Dom Tomás Balduíno, doutor da fé
Marcelo Barros
Nosso profeta
foi para o céu. Essa pode ter sido a reação espontânea de muitos irmãos e
irmãs, companheiros de caminho de Dom Tomás Balduíno que, ao longo da vida,
sentiram-se ajudados e estimulados por ele a seguir Jesus Cristo e a
testemunhar no mundo o projeto divino de justiça e paz. Principalmente os
índios e lavradores, povo da predileção do coração de Dom Tomás, podem hoje
sentir-se órfãos pela partida de alguém que a eles serviu desde a juventude até
o seu último suspiro aos quase 92 anos. Entretanto, tantos eles como nós que
convivemos mais profundamente, ao longo dos anos, com esse verdadeiro pastor da
Igreja, choramos a saudade de sua presença visível, mas nos consolamos por
tantos exemplos e ensinamentos que ele nos deixa como grande profeta de uma
Igreja renovada e renovadora a serviço de um mundo mais justo e de uma
humanidade mais irmã.
Tive a graça de
Deus de conviver com ele e, por um bom tempo, morar na mesma casa. Fui seu
amigo e assessor desde 1977 até agora, quando a sua partida nos separou. Ainda
há poucos dias, conversávamos sobre como apoiar a renovação da Igreja proposta
pelo papa Francisco e ajudar as Igrejas locais a assumi-la. Assim como Dom
Hélder Câmara, no Brasil, Dom Oscar Romero, em El Salvador e Dom Samuel Ruiz,
no sul do México, Dom Tomás soube revitalizar a missão do bispo como profeta da Palavra de Deus para o mundo.
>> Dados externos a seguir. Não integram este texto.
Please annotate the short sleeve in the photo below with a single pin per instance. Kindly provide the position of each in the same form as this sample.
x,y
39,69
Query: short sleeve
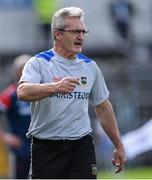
x,y
99,92
31,71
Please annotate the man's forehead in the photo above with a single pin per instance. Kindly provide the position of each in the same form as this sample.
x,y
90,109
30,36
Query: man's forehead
x,y
74,22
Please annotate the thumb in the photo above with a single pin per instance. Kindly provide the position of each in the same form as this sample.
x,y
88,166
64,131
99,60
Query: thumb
x,y
56,79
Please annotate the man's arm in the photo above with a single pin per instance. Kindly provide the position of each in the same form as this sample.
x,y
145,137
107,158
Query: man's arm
x,y
107,119
34,92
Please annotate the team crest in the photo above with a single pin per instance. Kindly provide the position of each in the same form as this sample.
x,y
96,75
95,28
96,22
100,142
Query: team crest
x,y
83,81
94,169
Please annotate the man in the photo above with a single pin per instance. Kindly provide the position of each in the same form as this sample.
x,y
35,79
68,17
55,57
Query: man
x,y
59,83
19,116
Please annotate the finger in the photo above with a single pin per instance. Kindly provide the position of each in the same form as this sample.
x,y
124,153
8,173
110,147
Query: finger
x,y
56,79
74,80
117,163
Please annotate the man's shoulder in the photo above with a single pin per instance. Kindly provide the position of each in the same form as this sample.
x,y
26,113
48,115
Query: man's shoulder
x,y
46,55
84,58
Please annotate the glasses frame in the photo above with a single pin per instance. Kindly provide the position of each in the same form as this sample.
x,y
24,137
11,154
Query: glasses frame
x,y
74,31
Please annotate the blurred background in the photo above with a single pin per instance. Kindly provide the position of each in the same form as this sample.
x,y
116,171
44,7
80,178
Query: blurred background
x,y
120,41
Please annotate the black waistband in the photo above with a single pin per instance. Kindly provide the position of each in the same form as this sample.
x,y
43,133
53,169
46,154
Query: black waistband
x,y
60,140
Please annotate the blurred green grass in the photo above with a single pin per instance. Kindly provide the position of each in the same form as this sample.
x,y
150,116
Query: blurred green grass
x,y
132,173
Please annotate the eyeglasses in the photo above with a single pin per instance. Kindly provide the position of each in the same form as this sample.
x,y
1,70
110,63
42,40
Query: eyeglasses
x,y
75,31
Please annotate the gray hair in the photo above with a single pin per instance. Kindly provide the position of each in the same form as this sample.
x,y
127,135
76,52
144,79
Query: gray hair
x,y
60,15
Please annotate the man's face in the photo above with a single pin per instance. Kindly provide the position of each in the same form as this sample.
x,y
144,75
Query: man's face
x,y
72,41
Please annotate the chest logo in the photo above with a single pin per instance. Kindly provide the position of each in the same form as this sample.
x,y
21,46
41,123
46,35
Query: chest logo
x,y
83,81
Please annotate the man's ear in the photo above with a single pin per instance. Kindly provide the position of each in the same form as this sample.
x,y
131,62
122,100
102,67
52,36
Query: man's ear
x,y
57,35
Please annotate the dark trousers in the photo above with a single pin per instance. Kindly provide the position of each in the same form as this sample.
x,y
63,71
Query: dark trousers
x,y
63,159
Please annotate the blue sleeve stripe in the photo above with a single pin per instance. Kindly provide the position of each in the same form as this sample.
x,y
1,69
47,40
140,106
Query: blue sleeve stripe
x,y
46,55
84,58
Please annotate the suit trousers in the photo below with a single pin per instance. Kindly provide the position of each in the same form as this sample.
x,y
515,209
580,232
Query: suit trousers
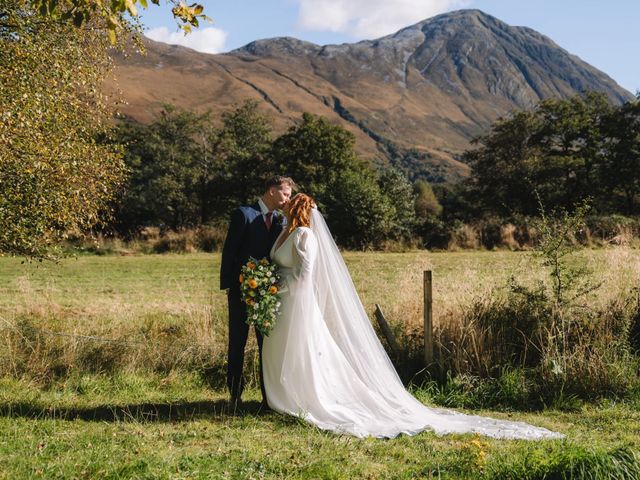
x,y
238,334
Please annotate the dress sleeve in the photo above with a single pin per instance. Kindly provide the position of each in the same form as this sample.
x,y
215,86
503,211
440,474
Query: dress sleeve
x,y
307,249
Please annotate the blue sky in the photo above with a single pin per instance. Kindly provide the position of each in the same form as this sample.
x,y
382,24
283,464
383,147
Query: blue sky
x,y
603,33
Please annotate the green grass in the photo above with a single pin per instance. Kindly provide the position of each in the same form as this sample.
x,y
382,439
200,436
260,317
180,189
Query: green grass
x,y
132,426
134,423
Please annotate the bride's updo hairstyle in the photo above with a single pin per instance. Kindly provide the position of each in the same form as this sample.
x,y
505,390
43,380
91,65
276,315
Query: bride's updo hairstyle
x,y
299,211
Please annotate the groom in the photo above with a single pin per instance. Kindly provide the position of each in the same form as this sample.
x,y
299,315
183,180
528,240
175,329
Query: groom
x,y
252,231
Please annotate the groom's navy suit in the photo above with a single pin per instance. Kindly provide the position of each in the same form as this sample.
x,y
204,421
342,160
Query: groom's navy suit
x,y
248,236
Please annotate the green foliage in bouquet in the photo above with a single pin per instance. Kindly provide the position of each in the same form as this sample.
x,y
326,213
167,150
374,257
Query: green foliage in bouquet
x,y
260,287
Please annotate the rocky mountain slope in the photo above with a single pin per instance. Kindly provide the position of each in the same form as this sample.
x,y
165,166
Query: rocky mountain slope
x,y
430,87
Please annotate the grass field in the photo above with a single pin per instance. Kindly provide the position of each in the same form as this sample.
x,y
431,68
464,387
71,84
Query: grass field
x,y
170,422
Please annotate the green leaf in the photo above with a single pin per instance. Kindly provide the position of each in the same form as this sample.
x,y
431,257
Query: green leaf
x,y
78,19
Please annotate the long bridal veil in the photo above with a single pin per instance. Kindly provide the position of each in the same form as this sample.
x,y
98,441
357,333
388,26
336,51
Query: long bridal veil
x,y
354,335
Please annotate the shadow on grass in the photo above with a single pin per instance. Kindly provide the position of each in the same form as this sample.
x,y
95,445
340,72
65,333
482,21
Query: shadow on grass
x,y
142,412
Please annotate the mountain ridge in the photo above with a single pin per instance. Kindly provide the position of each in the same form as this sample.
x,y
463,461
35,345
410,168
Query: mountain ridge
x,y
430,87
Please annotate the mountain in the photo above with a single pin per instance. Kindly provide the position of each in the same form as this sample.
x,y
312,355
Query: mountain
x,y
430,87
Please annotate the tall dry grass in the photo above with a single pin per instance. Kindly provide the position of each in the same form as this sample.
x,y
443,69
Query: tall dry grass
x,y
169,316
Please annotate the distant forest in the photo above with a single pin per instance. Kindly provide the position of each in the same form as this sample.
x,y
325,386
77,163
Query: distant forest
x,y
188,170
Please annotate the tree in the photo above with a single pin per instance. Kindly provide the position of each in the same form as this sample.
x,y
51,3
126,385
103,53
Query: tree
x,y
111,16
395,186
240,152
168,175
620,169
55,177
553,152
426,204
505,166
358,213
315,153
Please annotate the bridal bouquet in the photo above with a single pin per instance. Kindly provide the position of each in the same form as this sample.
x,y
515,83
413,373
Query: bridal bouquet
x,y
259,286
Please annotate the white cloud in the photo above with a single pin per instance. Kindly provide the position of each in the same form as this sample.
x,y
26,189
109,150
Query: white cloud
x,y
369,18
207,40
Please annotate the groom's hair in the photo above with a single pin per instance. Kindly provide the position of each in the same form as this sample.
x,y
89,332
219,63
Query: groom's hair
x,y
278,181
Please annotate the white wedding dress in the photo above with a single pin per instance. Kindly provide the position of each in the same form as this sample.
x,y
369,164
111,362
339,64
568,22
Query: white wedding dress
x,y
324,363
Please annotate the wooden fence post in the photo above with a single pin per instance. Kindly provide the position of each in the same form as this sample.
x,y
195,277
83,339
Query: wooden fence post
x,y
428,317
386,331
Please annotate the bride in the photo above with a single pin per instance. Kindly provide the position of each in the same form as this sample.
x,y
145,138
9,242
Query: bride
x,y
323,361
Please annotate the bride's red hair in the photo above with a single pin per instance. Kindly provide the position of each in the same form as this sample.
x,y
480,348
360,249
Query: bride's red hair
x,y
300,211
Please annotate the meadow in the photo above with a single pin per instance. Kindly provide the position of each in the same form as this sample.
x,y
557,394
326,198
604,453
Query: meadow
x,y
113,367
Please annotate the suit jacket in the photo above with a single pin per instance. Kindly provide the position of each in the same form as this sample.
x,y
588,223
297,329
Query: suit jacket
x,y
247,237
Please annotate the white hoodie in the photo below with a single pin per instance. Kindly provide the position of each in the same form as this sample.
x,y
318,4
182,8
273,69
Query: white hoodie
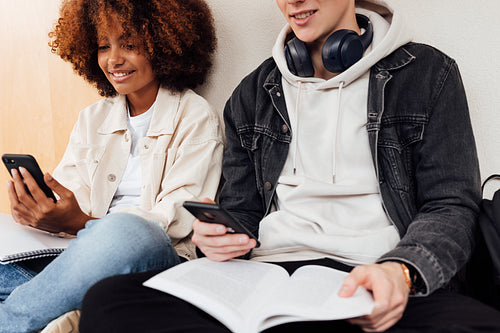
x,y
328,199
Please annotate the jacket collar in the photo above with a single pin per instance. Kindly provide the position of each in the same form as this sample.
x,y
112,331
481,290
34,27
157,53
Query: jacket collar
x,y
397,59
162,121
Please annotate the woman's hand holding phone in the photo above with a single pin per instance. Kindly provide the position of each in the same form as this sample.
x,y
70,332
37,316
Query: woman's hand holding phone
x,y
216,243
30,205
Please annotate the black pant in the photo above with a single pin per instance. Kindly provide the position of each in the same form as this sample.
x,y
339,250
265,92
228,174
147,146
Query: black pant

Para
os oprimidos do mundo, ele foi realmente, como escreveu o profeta João no
Apocalipse: “irmão e companheiro nas tribulações e no testemunho do reino” (Ap
1, 9).
Exatamente, por
essa sua compreensão da fé e do ministério episcopal, Dom Tomás tornou-se mesmo
para não crentes testemunha autorizada de Jesus, ilustre doutor da fé e de uma
espiritualidade libertadora. Ele nunca restringiu sua missão ao âmbito da
Igreja. Soube sempre ser uma presença de irmão e companheiro solidário com as
lutas sociais do povo, aliado incondicional dos lavradores e dos índios na sua
legítima e evangélica luta pela terra e por uma vida digna. Com 85 anos, Dom
Tomás participou comigo da delegação brasileira que se reuniu na Bolívia com
militantes sociais e intelectuais de todo o mundo para recordar a figura de Che
Guevara no 40º aniversário de sua morte em Valle Grande, Bolívia. Um ano depois,
viajamos juntos a Caracas, como observadores internacionais das eleições
presidenciais da Venezuela. E até o fim de sua vida, sua palavra profética foi
sempre de apoio claro ao caminho bolivariano que aquele povo irmão, com tanto
esforço e incompreensões, empreende. Sua voz forte e clara ressoou em todos os
continentes. A todos ele deixa um testemunho de coragem, confiança no futuro e
opção pela justiça e pela paz.
A tendência
natural é que as pessoas sejam mais abertas e livres quando jovens. À medida
que a idade vai chegando, se tornam menos livres e mais conservadoras. É
verdade que, hoje, em certos ambientes do clero e de algumas congregações, encontramos
jovens mais conservadores e preocupados com a lei do que a geração mais velha.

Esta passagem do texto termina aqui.